Die Bevölkerung der Region ist seit der Unabhängigkeit, also seit den sechziger Jahren des vergangenen Jahrhunderts immens gewachsen. Hatte beispielsweise Burkina Faso 1960 noch etwas weniger als fünf Millionen Einwohner, so hat das Land heute die 20 Millionen Grenze überschritten. Die Entwicklung in den anderen Staaten ist ähnlich. Die Prognosen gehen davon aus, dass sich die Bevölkerung der meisten Sahelstaaten bis 2050 noch einmal verdreifachen wird. In Niger beispielsweise von heute knapp 20 auf mindesten 60 Millionen Einwohner.

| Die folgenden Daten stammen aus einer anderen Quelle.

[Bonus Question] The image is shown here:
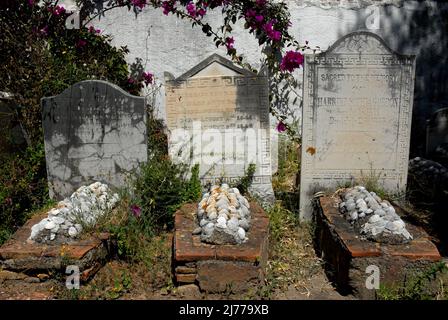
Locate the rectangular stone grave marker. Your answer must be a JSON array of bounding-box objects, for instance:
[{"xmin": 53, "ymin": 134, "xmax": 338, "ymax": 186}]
[
  {"xmin": 165, "ymin": 54, "xmax": 274, "ymax": 202},
  {"xmin": 300, "ymin": 32, "xmax": 415, "ymax": 219},
  {"xmin": 42, "ymin": 80, "xmax": 147, "ymax": 199}
]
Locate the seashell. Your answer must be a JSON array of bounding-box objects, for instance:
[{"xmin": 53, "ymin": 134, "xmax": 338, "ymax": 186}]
[
  {"xmin": 68, "ymin": 227, "xmax": 78, "ymax": 238},
  {"xmin": 207, "ymin": 210, "xmax": 218, "ymax": 220},
  {"xmin": 216, "ymin": 217, "xmax": 227, "ymax": 229},
  {"xmin": 227, "ymin": 218, "xmax": 239, "ymax": 232},
  {"xmin": 45, "ymin": 220, "xmax": 56, "ymax": 230},
  {"xmin": 237, "ymin": 228, "xmax": 246, "ymax": 241}
]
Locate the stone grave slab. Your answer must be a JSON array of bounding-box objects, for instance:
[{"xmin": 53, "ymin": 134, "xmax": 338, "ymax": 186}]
[
  {"xmin": 315, "ymin": 196, "xmax": 441, "ymax": 299},
  {"xmin": 173, "ymin": 201, "xmax": 269, "ymax": 293},
  {"xmin": 300, "ymin": 32, "xmax": 415, "ymax": 219},
  {"xmin": 42, "ymin": 80, "xmax": 147, "ymax": 200},
  {"xmin": 0, "ymin": 212, "xmax": 110, "ymax": 281},
  {"xmin": 165, "ymin": 54, "xmax": 275, "ymax": 203}
]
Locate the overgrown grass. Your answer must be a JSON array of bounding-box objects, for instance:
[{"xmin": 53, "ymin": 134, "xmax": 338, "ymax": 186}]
[
  {"xmin": 377, "ymin": 262, "xmax": 448, "ymax": 300},
  {"xmin": 272, "ymin": 137, "xmax": 300, "ymax": 192},
  {"xmin": 257, "ymin": 202, "xmax": 322, "ymax": 299}
]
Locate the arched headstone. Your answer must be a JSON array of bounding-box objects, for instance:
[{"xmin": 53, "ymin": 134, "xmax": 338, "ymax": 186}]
[
  {"xmin": 42, "ymin": 80, "xmax": 147, "ymax": 199},
  {"xmin": 165, "ymin": 54, "xmax": 274, "ymax": 203},
  {"xmin": 300, "ymin": 32, "xmax": 415, "ymax": 219}
]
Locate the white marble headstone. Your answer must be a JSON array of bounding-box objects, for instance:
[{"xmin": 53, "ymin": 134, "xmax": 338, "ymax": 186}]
[
  {"xmin": 165, "ymin": 54, "xmax": 274, "ymax": 202},
  {"xmin": 42, "ymin": 80, "xmax": 147, "ymax": 199},
  {"xmin": 300, "ymin": 32, "xmax": 415, "ymax": 219}
]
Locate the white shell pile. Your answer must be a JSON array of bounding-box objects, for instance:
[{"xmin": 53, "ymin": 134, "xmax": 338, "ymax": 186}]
[
  {"xmin": 339, "ymin": 186, "xmax": 412, "ymax": 244},
  {"xmin": 29, "ymin": 182, "xmax": 119, "ymax": 242},
  {"xmin": 193, "ymin": 183, "xmax": 251, "ymax": 244}
]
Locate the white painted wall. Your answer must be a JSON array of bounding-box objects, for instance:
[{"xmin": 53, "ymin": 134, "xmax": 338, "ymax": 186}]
[{"xmin": 57, "ymin": 0, "xmax": 448, "ymax": 155}]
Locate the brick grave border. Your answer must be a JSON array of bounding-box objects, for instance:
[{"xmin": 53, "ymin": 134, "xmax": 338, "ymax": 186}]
[
  {"xmin": 173, "ymin": 202, "xmax": 269, "ymax": 293},
  {"xmin": 314, "ymin": 196, "xmax": 441, "ymax": 299},
  {"xmin": 0, "ymin": 212, "xmax": 111, "ymax": 281}
]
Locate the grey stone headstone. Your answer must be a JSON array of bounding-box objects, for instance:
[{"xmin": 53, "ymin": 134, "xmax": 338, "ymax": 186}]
[
  {"xmin": 165, "ymin": 54, "xmax": 275, "ymax": 203},
  {"xmin": 42, "ymin": 80, "xmax": 147, "ymax": 199},
  {"xmin": 300, "ymin": 32, "xmax": 415, "ymax": 219},
  {"xmin": 426, "ymin": 108, "xmax": 448, "ymax": 156}
]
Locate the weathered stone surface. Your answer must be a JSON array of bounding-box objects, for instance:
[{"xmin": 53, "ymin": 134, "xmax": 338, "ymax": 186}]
[
  {"xmin": 176, "ymin": 273, "xmax": 196, "ymax": 283},
  {"xmin": 42, "ymin": 80, "xmax": 147, "ymax": 199},
  {"xmin": 0, "ymin": 213, "xmax": 110, "ymax": 281},
  {"xmin": 300, "ymin": 32, "xmax": 415, "ymax": 219},
  {"xmin": 197, "ymin": 260, "xmax": 264, "ymax": 293},
  {"xmin": 315, "ymin": 197, "xmax": 441, "ymax": 299},
  {"xmin": 426, "ymin": 108, "xmax": 448, "ymax": 158},
  {"xmin": 173, "ymin": 202, "xmax": 269, "ymax": 293},
  {"xmin": 165, "ymin": 54, "xmax": 274, "ymax": 203},
  {"xmin": 177, "ymin": 284, "xmax": 201, "ymax": 299}
]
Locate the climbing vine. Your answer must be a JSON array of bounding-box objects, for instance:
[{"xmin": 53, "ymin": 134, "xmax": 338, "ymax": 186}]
[{"xmin": 77, "ymin": 0, "xmax": 312, "ymax": 139}]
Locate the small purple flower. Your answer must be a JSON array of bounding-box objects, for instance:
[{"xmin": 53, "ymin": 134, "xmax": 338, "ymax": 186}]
[
  {"xmin": 186, "ymin": 2, "xmax": 196, "ymax": 17},
  {"xmin": 39, "ymin": 26, "xmax": 48, "ymax": 36},
  {"xmin": 277, "ymin": 121, "xmax": 286, "ymax": 132},
  {"xmin": 76, "ymin": 39, "xmax": 87, "ymax": 48},
  {"xmin": 131, "ymin": 204, "xmax": 142, "ymax": 218},
  {"xmin": 226, "ymin": 37, "xmax": 235, "ymax": 50},
  {"xmin": 143, "ymin": 72, "xmax": 154, "ymax": 86}
]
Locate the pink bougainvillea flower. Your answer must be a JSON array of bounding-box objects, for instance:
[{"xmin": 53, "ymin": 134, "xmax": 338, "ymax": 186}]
[
  {"xmin": 89, "ymin": 26, "xmax": 101, "ymax": 33},
  {"xmin": 48, "ymin": 6, "xmax": 65, "ymax": 16},
  {"xmin": 268, "ymin": 30, "xmax": 282, "ymax": 41},
  {"xmin": 246, "ymin": 9, "xmax": 257, "ymax": 19},
  {"xmin": 76, "ymin": 39, "xmax": 87, "ymax": 48},
  {"xmin": 162, "ymin": 0, "xmax": 176, "ymax": 16},
  {"xmin": 263, "ymin": 20, "xmax": 282, "ymax": 41},
  {"xmin": 131, "ymin": 0, "xmax": 146, "ymax": 9},
  {"xmin": 280, "ymin": 51, "xmax": 303, "ymax": 72},
  {"xmin": 185, "ymin": 2, "xmax": 196, "ymax": 17},
  {"xmin": 131, "ymin": 204, "xmax": 142, "ymax": 218},
  {"xmin": 226, "ymin": 37, "xmax": 235, "ymax": 49},
  {"xmin": 39, "ymin": 26, "xmax": 48, "ymax": 36},
  {"xmin": 277, "ymin": 121, "xmax": 286, "ymax": 132},
  {"xmin": 196, "ymin": 8, "xmax": 206, "ymax": 18},
  {"xmin": 143, "ymin": 72, "xmax": 154, "ymax": 85}
]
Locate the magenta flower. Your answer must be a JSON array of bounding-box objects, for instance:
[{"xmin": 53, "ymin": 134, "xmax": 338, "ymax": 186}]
[
  {"xmin": 162, "ymin": 0, "xmax": 176, "ymax": 16},
  {"xmin": 246, "ymin": 9, "xmax": 257, "ymax": 19},
  {"xmin": 89, "ymin": 26, "xmax": 101, "ymax": 33},
  {"xmin": 226, "ymin": 37, "xmax": 235, "ymax": 50},
  {"xmin": 39, "ymin": 26, "xmax": 48, "ymax": 36},
  {"xmin": 131, "ymin": 0, "xmax": 146, "ymax": 9},
  {"xmin": 196, "ymin": 8, "xmax": 206, "ymax": 18},
  {"xmin": 143, "ymin": 72, "xmax": 154, "ymax": 86},
  {"xmin": 263, "ymin": 20, "xmax": 282, "ymax": 41},
  {"xmin": 277, "ymin": 121, "xmax": 286, "ymax": 132},
  {"xmin": 185, "ymin": 2, "xmax": 196, "ymax": 17},
  {"xmin": 131, "ymin": 204, "xmax": 142, "ymax": 218},
  {"xmin": 280, "ymin": 51, "xmax": 304, "ymax": 72},
  {"xmin": 255, "ymin": 14, "xmax": 264, "ymax": 23},
  {"xmin": 76, "ymin": 39, "xmax": 87, "ymax": 48},
  {"xmin": 48, "ymin": 6, "xmax": 65, "ymax": 16}
]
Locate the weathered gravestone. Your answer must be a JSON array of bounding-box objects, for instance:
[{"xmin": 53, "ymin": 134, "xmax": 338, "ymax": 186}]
[
  {"xmin": 42, "ymin": 80, "xmax": 147, "ymax": 199},
  {"xmin": 165, "ymin": 54, "xmax": 274, "ymax": 203},
  {"xmin": 300, "ymin": 32, "xmax": 415, "ymax": 219},
  {"xmin": 426, "ymin": 108, "xmax": 448, "ymax": 155}
]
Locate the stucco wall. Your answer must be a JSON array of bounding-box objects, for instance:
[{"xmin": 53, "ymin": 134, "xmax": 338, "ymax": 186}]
[{"xmin": 81, "ymin": 0, "xmax": 448, "ymax": 154}]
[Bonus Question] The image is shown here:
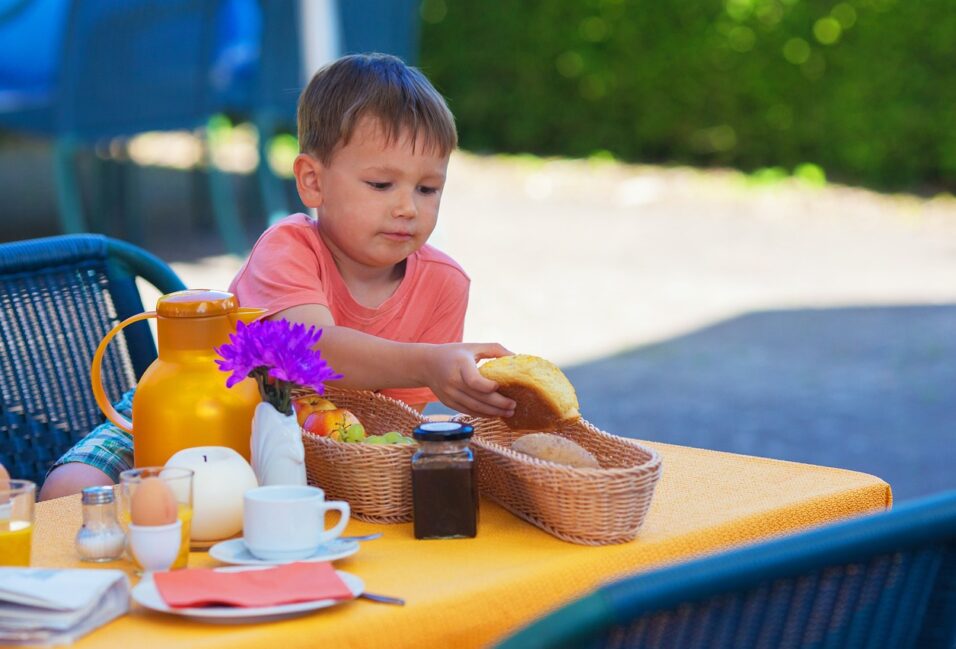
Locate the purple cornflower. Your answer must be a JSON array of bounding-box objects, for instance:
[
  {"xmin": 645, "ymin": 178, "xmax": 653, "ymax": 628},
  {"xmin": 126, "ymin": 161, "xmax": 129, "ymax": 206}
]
[{"xmin": 215, "ymin": 319, "xmax": 342, "ymax": 415}]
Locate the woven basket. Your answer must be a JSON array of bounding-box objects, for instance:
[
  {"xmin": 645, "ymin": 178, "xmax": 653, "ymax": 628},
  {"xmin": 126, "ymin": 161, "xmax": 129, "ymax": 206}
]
[
  {"xmin": 460, "ymin": 418, "xmax": 661, "ymax": 545},
  {"xmin": 294, "ymin": 387, "xmax": 425, "ymax": 523}
]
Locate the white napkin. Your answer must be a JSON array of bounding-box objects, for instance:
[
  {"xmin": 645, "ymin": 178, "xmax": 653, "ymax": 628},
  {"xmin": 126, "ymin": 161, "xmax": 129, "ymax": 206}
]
[{"xmin": 0, "ymin": 568, "xmax": 130, "ymax": 645}]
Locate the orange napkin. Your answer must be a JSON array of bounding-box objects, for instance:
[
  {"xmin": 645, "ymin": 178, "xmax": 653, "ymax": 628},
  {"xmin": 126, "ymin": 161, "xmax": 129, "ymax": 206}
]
[{"xmin": 153, "ymin": 561, "xmax": 354, "ymax": 608}]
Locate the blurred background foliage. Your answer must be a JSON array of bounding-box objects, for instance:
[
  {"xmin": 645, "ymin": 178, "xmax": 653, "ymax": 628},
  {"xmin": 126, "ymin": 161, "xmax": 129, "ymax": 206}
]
[{"xmin": 420, "ymin": 0, "xmax": 956, "ymax": 192}]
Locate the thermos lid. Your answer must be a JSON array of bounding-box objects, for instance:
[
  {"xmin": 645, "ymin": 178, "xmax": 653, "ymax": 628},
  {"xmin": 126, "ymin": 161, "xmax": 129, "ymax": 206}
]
[
  {"xmin": 156, "ymin": 288, "xmax": 239, "ymax": 318},
  {"xmin": 412, "ymin": 421, "xmax": 475, "ymax": 442}
]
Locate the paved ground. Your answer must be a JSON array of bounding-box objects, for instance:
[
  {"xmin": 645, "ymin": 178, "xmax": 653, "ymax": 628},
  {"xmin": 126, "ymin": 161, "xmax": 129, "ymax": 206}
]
[{"xmin": 11, "ymin": 155, "xmax": 956, "ymax": 500}]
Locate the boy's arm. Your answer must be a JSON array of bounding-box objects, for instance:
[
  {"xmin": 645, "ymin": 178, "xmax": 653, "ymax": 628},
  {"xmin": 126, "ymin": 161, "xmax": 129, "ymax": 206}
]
[{"xmin": 271, "ymin": 304, "xmax": 515, "ymax": 417}]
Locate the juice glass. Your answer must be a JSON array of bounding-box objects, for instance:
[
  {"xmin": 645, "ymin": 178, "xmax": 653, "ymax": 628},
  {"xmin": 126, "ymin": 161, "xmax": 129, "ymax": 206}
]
[
  {"xmin": 119, "ymin": 466, "xmax": 193, "ymax": 570},
  {"xmin": 0, "ymin": 480, "xmax": 36, "ymax": 566}
]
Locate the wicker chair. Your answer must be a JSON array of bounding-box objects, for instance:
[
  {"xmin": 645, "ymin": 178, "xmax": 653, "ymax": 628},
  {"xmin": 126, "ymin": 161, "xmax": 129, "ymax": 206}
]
[
  {"xmin": 498, "ymin": 491, "xmax": 956, "ymax": 649},
  {"xmin": 0, "ymin": 235, "xmax": 185, "ymax": 485}
]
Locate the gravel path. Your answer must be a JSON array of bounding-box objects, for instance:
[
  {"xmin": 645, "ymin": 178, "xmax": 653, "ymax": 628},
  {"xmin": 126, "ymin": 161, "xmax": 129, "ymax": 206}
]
[{"xmin": 148, "ymin": 155, "xmax": 956, "ymax": 500}]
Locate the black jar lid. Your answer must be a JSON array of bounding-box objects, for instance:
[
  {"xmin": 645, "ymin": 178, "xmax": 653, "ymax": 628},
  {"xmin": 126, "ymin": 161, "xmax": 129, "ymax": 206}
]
[{"xmin": 412, "ymin": 421, "xmax": 475, "ymax": 442}]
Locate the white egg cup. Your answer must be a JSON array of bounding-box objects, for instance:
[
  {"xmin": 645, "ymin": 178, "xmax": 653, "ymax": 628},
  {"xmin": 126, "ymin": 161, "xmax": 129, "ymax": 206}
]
[{"xmin": 127, "ymin": 520, "xmax": 183, "ymax": 572}]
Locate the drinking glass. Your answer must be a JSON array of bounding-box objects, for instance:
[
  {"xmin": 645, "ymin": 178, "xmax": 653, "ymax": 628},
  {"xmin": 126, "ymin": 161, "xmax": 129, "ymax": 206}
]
[
  {"xmin": 0, "ymin": 480, "xmax": 37, "ymax": 566},
  {"xmin": 119, "ymin": 466, "xmax": 193, "ymax": 570}
]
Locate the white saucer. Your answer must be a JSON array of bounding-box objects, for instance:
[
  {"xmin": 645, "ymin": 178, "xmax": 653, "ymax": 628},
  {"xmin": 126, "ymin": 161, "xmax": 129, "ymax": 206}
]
[
  {"xmin": 209, "ymin": 539, "xmax": 359, "ymax": 566},
  {"xmin": 130, "ymin": 566, "xmax": 365, "ymax": 624}
]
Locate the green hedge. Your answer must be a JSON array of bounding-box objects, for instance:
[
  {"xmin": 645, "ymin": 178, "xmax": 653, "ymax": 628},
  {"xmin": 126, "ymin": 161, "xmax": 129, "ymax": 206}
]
[{"xmin": 420, "ymin": 0, "xmax": 956, "ymax": 190}]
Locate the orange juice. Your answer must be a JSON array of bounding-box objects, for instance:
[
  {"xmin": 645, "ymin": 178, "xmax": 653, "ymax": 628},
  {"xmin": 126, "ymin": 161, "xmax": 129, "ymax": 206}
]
[
  {"xmin": 170, "ymin": 503, "xmax": 193, "ymax": 570},
  {"xmin": 0, "ymin": 521, "xmax": 33, "ymax": 566}
]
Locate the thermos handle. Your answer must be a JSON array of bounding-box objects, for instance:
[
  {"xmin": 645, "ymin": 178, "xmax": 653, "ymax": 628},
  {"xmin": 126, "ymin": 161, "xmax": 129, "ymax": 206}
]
[{"xmin": 90, "ymin": 311, "xmax": 156, "ymax": 434}]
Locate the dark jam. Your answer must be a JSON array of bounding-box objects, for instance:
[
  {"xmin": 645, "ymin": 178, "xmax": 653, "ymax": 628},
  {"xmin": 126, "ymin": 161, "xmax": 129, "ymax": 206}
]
[{"xmin": 412, "ymin": 462, "xmax": 478, "ymax": 539}]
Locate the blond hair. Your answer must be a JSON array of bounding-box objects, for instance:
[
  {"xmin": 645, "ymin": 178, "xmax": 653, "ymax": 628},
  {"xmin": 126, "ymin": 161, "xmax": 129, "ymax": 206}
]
[{"xmin": 298, "ymin": 54, "xmax": 458, "ymax": 164}]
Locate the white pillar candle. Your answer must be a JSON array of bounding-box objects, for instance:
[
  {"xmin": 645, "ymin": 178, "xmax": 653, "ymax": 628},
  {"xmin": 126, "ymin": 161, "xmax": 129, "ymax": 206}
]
[{"xmin": 166, "ymin": 446, "xmax": 259, "ymax": 541}]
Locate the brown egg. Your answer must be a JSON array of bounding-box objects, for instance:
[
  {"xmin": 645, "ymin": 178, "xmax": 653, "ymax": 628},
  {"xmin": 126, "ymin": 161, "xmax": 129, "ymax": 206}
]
[{"xmin": 129, "ymin": 477, "xmax": 179, "ymax": 526}]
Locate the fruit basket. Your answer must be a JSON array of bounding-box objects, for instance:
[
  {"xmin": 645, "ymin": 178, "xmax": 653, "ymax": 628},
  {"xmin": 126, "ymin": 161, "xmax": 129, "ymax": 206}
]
[
  {"xmin": 458, "ymin": 417, "xmax": 661, "ymax": 545},
  {"xmin": 294, "ymin": 387, "xmax": 426, "ymax": 523}
]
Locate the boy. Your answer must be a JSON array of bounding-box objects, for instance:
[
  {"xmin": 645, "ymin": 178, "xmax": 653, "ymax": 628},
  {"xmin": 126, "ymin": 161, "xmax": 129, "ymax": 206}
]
[{"xmin": 40, "ymin": 54, "xmax": 514, "ymax": 499}]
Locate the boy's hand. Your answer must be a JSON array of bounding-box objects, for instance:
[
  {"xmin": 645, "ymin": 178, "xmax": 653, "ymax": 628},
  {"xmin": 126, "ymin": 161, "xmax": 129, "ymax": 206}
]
[{"xmin": 422, "ymin": 343, "xmax": 515, "ymax": 417}]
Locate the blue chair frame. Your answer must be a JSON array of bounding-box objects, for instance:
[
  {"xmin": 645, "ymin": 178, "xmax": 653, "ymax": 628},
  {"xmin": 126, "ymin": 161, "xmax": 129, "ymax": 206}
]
[
  {"xmin": 0, "ymin": 234, "xmax": 185, "ymax": 485},
  {"xmin": 497, "ymin": 491, "xmax": 956, "ymax": 649}
]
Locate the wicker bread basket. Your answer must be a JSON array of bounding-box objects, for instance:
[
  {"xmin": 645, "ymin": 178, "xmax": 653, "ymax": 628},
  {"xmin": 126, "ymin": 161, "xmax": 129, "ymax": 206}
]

Dieses hohe Bevölkerungswachstum hat Auswirkungen auf alle Bereiche von Staat und Gesellschaft. Bereits existierende Konflikte, beispielsweise zwischen Viehzüchtern und Ackerbauern, verschärfen sich; die eh nur rudimentären Bildungseinrichtungen sind von der hohen Zahl junger Menschen überfordert; der Aufbau von Basisinfrastrukturen, vor allem in den rasch wachsenden Städten, kann dem Wachstum der Einwohnerzahlen nicht ansatzweise folgen. Die Liste ließe sich beliebig fortführen. Dramatisch sind auch die Perspektivlosigkeit der meisten jungen Menschen sowie eine zunehmende Erosion des gesellschaftlichen Zusammenhalts. Traditionelle Strukturen und Hierarchien stehen immer mehr unter Druck und werden von vielen in Frage gestellt und nicht mehr ohne weiteres akzeptiert. Charismatische Wortführer, wie beispielsweise in Mali der Radiomoderator und Aktivist Ras Bath, sind enorm populär und gewinnen an Einfluss. Demgegenüber verlieren althergebrachte, an traditionelle Chefs gebundene Steuerungsmöglichkeiten und Ausgleichsmechanismen, die bisher viele soziale Spannungen und Konflikte entschärfen oder zumindest begrenzen konnten, an Gewicht.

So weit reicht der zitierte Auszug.